A lot of that is fragmentation. I enjoy reading up on home automation and building up a few things (don't have much, but I figure I can build up over time), and the one overriding factor is just how every single company feels the need to develop their technology above all else. No standard communication technology, no standard API for interacting with the device, no compatibility with other systems. You end up with many many "smart bridges" that only do one thing and have to chain them together to get anything done.
There's just a complete disconnect between manufacturers and users when it comes to value as well. A good recent example: for the same price, I can get a Lutron smart bridge, which only supports Lutron's smart lights and blinds, or I can grab a Wink which supports Lutron's stuff plus Z-Wave, ZigBee, BLE and Thread. There's half a dozen smart hubs on the market with the same kind of problem. Even the more generalist hubs like Vera or SmartThings tend to miss at least one thing which means you'd have to have many of them to fully cover everything (namely, Lutron's stuff, because they decided they'd have their own proprietary communication method). Philips Hue poses a similar issue: it's proprietary and doesn't integrate unless you also grab their hub.
Basically, they all want to lock you into their system, even though no given system has everything you want.
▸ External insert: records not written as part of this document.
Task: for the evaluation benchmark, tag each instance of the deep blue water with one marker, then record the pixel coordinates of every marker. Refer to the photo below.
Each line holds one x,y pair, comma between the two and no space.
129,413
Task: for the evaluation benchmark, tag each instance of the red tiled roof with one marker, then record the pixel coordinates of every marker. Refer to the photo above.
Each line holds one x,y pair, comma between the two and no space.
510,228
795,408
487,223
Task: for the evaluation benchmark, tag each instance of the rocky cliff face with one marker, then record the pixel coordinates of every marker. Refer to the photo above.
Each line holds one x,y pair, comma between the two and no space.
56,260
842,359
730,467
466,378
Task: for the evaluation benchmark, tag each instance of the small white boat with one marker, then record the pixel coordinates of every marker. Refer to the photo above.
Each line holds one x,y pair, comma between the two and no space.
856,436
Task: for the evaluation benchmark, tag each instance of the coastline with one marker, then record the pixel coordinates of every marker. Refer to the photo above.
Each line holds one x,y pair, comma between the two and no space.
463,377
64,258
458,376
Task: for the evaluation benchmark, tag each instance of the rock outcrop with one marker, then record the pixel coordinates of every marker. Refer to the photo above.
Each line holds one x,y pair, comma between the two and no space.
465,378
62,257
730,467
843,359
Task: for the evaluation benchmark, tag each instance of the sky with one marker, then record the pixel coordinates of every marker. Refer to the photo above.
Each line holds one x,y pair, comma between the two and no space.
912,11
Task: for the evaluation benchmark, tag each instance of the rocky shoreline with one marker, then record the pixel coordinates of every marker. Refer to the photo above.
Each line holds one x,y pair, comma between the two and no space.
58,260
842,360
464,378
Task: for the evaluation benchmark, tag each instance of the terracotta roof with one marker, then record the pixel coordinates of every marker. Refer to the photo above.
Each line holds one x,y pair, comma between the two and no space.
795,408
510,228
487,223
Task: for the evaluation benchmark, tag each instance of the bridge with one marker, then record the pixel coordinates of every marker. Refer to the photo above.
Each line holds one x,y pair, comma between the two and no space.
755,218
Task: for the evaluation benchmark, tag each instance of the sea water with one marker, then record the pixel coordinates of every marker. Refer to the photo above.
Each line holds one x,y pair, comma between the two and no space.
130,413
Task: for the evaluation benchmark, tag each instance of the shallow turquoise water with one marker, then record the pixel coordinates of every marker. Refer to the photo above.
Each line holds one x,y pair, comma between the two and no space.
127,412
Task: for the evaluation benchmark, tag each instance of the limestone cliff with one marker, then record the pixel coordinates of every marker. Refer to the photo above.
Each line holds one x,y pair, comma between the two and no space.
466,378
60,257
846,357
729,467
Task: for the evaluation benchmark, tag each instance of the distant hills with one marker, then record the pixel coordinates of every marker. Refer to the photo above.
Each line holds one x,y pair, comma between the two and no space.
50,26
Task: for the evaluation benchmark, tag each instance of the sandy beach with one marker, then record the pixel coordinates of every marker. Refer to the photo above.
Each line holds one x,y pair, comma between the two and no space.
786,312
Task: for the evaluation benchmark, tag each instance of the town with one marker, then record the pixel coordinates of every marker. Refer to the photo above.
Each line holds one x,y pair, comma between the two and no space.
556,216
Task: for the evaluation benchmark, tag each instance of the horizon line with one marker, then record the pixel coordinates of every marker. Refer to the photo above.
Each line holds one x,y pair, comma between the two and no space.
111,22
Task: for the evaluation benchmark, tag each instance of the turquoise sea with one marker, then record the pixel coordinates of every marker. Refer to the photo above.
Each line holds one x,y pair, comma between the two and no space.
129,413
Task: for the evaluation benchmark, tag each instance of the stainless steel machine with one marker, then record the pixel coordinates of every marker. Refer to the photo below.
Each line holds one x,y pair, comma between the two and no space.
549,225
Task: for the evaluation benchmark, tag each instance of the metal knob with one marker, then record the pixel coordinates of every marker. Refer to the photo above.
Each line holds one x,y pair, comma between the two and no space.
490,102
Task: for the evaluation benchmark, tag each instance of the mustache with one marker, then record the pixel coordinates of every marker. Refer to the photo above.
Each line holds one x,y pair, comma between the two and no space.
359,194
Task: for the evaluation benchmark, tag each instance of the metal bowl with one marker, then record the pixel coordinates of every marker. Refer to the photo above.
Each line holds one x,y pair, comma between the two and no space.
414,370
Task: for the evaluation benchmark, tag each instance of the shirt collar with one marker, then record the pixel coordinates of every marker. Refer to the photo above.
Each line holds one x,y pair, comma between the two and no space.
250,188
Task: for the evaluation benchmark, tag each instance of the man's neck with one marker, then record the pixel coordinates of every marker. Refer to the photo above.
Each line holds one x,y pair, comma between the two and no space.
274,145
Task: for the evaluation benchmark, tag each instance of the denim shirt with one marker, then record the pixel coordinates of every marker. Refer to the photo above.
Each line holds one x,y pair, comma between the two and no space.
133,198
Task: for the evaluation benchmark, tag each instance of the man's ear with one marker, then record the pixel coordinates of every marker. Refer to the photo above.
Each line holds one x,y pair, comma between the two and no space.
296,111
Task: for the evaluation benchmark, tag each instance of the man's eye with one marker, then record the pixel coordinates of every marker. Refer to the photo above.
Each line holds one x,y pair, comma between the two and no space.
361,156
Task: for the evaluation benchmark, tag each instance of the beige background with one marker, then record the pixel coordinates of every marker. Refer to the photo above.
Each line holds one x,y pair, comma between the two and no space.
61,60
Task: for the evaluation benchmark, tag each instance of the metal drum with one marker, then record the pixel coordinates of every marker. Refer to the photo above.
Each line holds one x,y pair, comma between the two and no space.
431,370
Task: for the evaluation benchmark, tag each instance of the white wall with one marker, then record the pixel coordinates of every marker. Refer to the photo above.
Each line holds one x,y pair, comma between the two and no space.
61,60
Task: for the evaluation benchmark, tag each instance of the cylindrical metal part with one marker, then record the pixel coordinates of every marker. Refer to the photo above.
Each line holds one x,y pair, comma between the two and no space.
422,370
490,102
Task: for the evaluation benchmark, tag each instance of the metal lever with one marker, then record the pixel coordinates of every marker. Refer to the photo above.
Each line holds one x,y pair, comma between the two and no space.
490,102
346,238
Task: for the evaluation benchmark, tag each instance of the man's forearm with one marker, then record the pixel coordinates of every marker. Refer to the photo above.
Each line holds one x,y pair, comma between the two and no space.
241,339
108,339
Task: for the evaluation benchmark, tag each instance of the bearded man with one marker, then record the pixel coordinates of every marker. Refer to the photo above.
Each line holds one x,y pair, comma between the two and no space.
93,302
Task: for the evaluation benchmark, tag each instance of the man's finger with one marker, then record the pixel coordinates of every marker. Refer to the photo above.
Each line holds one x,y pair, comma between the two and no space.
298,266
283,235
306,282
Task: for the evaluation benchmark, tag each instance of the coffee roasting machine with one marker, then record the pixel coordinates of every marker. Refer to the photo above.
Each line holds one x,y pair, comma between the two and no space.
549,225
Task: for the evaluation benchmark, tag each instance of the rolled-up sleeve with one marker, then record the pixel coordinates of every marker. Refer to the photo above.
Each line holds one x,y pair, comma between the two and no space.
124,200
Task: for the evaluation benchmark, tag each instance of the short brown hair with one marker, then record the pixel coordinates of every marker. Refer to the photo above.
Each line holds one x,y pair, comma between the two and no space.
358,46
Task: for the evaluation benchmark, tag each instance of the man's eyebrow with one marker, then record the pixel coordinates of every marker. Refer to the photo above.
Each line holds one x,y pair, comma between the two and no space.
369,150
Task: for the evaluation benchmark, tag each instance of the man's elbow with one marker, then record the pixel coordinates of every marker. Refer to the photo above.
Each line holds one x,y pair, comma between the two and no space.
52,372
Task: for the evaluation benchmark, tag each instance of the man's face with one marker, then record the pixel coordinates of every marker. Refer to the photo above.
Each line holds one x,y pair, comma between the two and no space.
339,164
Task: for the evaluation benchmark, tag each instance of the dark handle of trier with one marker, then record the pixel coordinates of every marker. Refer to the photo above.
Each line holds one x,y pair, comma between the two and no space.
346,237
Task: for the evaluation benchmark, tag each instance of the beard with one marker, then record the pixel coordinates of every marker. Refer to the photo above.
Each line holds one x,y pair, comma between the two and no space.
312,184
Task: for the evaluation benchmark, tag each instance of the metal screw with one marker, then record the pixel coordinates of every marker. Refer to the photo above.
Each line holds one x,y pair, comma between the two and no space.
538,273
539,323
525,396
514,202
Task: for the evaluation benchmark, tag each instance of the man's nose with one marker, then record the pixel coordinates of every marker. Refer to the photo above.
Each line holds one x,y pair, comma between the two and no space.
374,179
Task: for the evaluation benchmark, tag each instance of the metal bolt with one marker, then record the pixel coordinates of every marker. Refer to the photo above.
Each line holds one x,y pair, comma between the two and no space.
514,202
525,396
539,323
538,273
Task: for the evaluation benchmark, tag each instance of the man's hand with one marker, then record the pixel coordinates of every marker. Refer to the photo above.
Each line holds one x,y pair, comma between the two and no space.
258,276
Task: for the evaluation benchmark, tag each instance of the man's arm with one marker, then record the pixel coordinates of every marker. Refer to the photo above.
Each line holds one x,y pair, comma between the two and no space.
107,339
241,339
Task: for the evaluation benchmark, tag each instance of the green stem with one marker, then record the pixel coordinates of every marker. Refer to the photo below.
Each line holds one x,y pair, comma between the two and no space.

On top of that, they make extension and customization really limited, often preventing integration (Lutron sells a telnet enabled bridge, but only to professional installers, otherwise it's fully locked down). I really shouldn't have to run Home Assistant on my home server to make Wink not suck, but if I just stick with Wink's app (no PC app, no website), the automation basically amounts to a dumb timer and making switches do something.
Smart homes should feel smart, almost magical. Right now you just end up with 10 bloody plastic boxes which all do one thing not all that well and rarely want to work together properly, and if you lose internet... tough luck (next to no smart devices support local control). If you want to do all the stuff they show in ads, you better be ready to start hacking, because none of them really do that without integrating into a third-party system like Home Assistant or OpenHAB.